I predicted that y would increase as x increased. However, I only made the prediction on the ranks of the scores. The ranks don't correlate with predicted. And, I don't think a regression on the ranks is warranted. However, the actual scores do yield a significant slope for b, and a significant R^2 using a linear regression (y is the value and x is the predicted rank). What should my argument be here? Should I have endorsed using the actual scores instead of ranks to begin for some reason that doesn't have anything to do with my current result? :) Oh, on another note, I can use rcorr to get the Spearman correlations, but I'd like to be able to just add the ranks as a column. I was going to just use order and add a simple factor. But, that doesn't deal with ties correctly. And, I also wanted to analyze correlations subject by subject and compare my two groups. However, there doesn't seem to be a good way to get this. I tried using "by" with "cor". However, this requires binding x and y which causes cor to return a matrix (if you could pass it x and y separate it would just return a number). given data frame s x y subj 4 7 harry 5 1 harry 6 9 harry 2 4 steve 3 7 steve ... i'd like to be able to produce r subj .12 harry .52 steve ... any tips?
John Christie
2003-Aug-22 12:18 UTC
[R] a pickle (solved first part now need r's from data)
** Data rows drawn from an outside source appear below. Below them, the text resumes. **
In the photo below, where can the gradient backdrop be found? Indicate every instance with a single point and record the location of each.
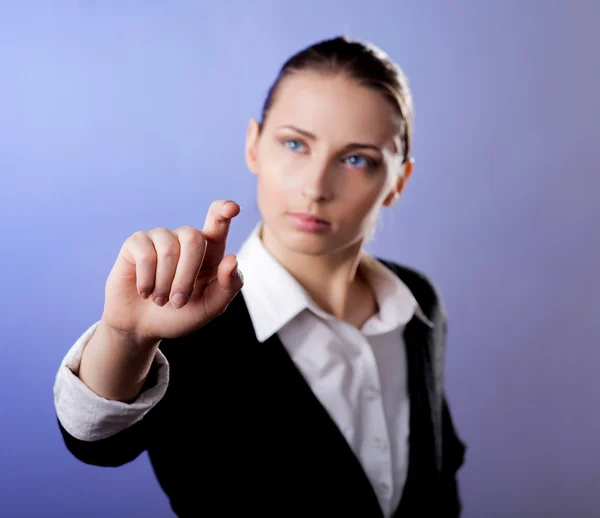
(119, 116)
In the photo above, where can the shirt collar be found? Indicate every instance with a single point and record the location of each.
(274, 297)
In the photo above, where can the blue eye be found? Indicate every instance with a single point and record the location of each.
(294, 145)
(357, 161)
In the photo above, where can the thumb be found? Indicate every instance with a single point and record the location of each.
(224, 287)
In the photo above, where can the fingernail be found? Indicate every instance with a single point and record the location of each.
(237, 274)
(160, 301)
(179, 299)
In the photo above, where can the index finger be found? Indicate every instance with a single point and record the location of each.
(216, 229)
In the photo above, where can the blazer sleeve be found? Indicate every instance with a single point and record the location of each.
(120, 448)
(453, 456)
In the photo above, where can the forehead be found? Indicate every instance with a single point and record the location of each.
(334, 107)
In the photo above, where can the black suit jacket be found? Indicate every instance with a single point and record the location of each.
(239, 431)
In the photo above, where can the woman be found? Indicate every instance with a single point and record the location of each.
(318, 391)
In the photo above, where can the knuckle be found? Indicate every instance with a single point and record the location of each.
(192, 237)
(170, 250)
(147, 258)
(137, 236)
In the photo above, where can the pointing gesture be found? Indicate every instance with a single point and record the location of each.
(168, 283)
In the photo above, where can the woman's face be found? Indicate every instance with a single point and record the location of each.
(327, 150)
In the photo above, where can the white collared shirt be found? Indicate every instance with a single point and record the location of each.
(359, 376)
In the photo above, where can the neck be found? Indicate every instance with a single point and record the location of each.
(334, 281)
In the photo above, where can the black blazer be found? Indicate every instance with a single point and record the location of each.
(239, 430)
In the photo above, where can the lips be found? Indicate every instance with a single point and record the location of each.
(309, 217)
(307, 222)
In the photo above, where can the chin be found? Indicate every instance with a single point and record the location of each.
(308, 245)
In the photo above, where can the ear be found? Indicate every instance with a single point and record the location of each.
(400, 183)
(252, 137)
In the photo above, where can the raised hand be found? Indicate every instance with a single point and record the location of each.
(168, 283)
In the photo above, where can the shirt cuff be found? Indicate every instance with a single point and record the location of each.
(89, 417)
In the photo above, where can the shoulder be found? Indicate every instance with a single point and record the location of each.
(423, 288)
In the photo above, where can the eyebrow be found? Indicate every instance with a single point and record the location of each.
(312, 136)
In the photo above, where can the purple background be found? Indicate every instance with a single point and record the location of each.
(119, 116)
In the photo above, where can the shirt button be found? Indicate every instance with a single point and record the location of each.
(384, 488)
(379, 444)
(371, 394)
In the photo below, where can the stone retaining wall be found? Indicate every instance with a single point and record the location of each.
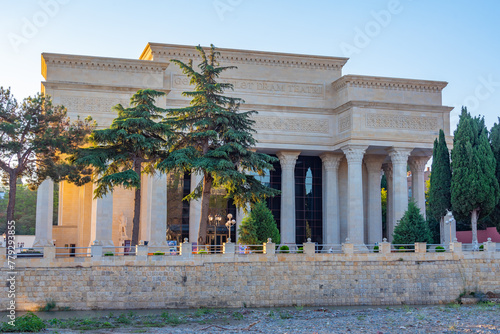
(255, 280)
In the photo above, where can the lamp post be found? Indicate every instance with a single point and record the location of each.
(229, 224)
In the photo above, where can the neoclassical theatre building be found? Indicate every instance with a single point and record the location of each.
(334, 136)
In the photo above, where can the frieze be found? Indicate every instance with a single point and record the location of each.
(274, 123)
(263, 87)
(91, 105)
(401, 122)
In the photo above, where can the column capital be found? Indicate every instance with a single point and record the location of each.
(331, 161)
(387, 169)
(288, 158)
(374, 162)
(417, 164)
(354, 153)
(399, 155)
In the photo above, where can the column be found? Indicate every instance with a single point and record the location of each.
(355, 221)
(331, 215)
(389, 228)
(194, 209)
(101, 223)
(240, 214)
(287, 161)
(417, 167)
(373, 165)
(399, 158)
(44, 214)
(146, 198)
(157, 207)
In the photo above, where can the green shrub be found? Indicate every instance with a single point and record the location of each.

On Friday, August 22, 2003, at 01:44 AM, John Christie wrote:> I predicted that y would increase as x increased. However, I only > made the prediction on the ranks of the scores. The ranks don't > correlate with predicted. And, I don't think a regression on the > ranks is warranted. However, the actual scores do yield a significant > slope for b, and a significant R^2 using a linear regression (y is the > value and x is the predicted rank). What should my argument be here? > Should I have endorsed using the actual scores instead of ranks to > begin for some reason that doesn't have anything to do with my current > result? :)OK, now I realize that I should probably not have been correlating ranks in the first place because my real data may have had a non-linear, but still steadily increasing, slope. The ranks would tend to increase variance where the slope was low and ruined my chance of finding an effect.> Oh, on another note, I can use rcorr to get the Spearman correlations, > but I'd like to be able to just add > the ranks as a column. I was going to just use order and add a simple > factor. But, that doesn't deal with ties correctly.still don't have these yet.> And, I also wanted to analyze correlations subject by subject and > compare my two groups. However, there doesn't seem to be a good way > to get this. I tried using "by" with "cor". However, this requires > binding x and y which causes cor to return a matrix (if you could pass > it x and y separate it would just return a number). > > given > > data frame s > x y subj > 4 7 harry > 5 1 harry > 6 9 harry > 2 4 steve > 3 7 steve > ... > > i'd like to be able to produce > > r subj > .12 harry > .52 steve > ... > > any tips?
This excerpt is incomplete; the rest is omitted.